Home Beauty recipe Rachel Roddy’s Favorite Way With Carrots – Recipe | Food

Rachel Roddy’s Favorite Way With Carrots – Recipe | Food


AAA: a full-size dry cell battery, a backstage pass, I hope, the Australian Archaeological Association, a Japanese rock band, Morse code for the air striker, and a trio of food writers, Ada , Anna, Anna.

Ada is Ada Boni, the Roman gastronome, magazine editor and author of several books, notably the 1925 He Talismano della Felicità. Boni hoped that her The Talisman of Happiness, a collection of 882 recipes (which was later expanded), would both preserve culinary traditions and teach, even if she didn’t view the recipes as slavish things to follow; rather, like endless creative possibilities – which to me is the beauty of the book. The volume of regional recipes of Anna Gosetti della Salda, The Italian Regional Ricette, on the other hand, may seem more prescriptive, which is largely related to the encyclopedic nature of the book. Although it does pass when you realize that the succinct nature of a recipe can be liberating, like receiving just enough advice and being told to take the plunge.

If both books are renowned for their autonomy, I think they are even better in company, and especially in that of Anna del Conte, which translates and communicates the recipes and lessons of both (and many others). with delight and wisdom. And nowhere more than in the anthology of his work, Amaretto, Apple Artichoke Cake, which is divided by ingredient.

This week, carrots! I asked all three – Ada, Anna and Anna – what to do with carrots at Christmas, and the answer was unanimous: braise them in lots of butter with liquid (which I will come back to later on. ‘hour) until they glow. But first, a word on age. Mature is better. Detailed research carried out by Hans Platenius, a research instructor at the New York Department of Vegetable Crops in 1934, showed that the sweetness of carrots is primarily controlled by the amount of sucrose they contain, which increases with age. which means their sweetness. Through extensive and continuous research in my refrigerator, I have tested this theory over and over again and can confirm that the old bent and wrinkled carrot with a black tip is almost always the sweetest and oversized carrots improve with it. age. Also, by doing the first five months of storage in a cool place, carrots will actually increase their vitamin A content. Neglecting carrots, it seems, is a good thing.

In addition to the flavor, sweetness and vitamin A, as Jane Grigson recalls in her Vegetable book, there is another advantage of maturity: resilience, as in braised in broth or, for an even richer and more festive dish, in a glass of amber marsala.

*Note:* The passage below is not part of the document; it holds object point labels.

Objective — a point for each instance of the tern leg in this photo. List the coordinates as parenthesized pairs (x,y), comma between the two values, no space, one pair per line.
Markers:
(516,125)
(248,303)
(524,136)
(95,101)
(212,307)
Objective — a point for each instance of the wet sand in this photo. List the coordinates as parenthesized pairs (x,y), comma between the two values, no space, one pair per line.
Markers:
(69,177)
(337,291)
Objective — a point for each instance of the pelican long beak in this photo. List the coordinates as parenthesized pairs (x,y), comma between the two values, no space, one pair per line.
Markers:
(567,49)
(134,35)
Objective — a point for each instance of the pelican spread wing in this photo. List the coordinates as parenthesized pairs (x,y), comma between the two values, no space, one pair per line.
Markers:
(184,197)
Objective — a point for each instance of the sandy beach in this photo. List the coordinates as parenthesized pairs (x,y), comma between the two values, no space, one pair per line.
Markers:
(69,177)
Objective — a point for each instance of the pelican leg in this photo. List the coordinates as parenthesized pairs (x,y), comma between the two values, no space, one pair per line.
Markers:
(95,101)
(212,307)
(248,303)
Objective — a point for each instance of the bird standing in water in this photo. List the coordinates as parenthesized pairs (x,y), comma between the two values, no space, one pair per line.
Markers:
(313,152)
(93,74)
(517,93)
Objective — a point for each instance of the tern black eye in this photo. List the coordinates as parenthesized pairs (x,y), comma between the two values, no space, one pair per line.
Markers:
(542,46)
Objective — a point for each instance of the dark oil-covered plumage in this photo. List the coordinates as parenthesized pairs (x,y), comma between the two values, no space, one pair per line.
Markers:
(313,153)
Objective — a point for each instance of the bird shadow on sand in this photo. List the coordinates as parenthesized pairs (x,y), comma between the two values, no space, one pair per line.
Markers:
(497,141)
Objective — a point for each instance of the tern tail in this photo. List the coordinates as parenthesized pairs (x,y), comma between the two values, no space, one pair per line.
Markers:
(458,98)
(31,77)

Anna (del Conte) notes that this, Ada style, is one of the best ways to cook carrots. And I agree, it brings out the best in them, while still allowing them to be themselves. Like AAA, when on their own, carrots cooked this way are even better with others: cabbage and chestnuts, spring greens and bacon, or roasted potatoes and parsnips, a stuffed bird or pumpkin – whatever. sits in the middle of your table.

Ada Boni’s carrot – Ada Boni glazed carrots with marsala

Serves 6

750g carrots
40g butter
Salt and black pepper
1 teaspoon of sugar
1 heaped teaspoon of flour
200 ml of dry marsala
, or 300 ml of vegetable or light chicken broth
1 tablespoon of chopped parsley

Peel the carrots and cut off the tips and tails. There are two cutting possibilities: cut them into 3mm thick discs or sticks, in which case cut them into 5cm long pieces, then cut each piece into sticks.

In a skillet or sauté pan, melt the butter over medium heat and add the carrots, salt, pepper and sugar, and cook, stirring, for three minutes. Sprinkle with flour, stir, then pour in the marsala and 100ml water (or use 300ml broth instead), which should just cover the carrots.

Bring to a boil, then reduce heat to low, cover the pot and cook for 15-25 minutes, lifting the lid to stir occasionally, and adding a little more liquid if you think it needs it. At the end of cooking, the carrots should be very tender with a slightly thick sauce. Add the minced parsley and more black pepper and serve.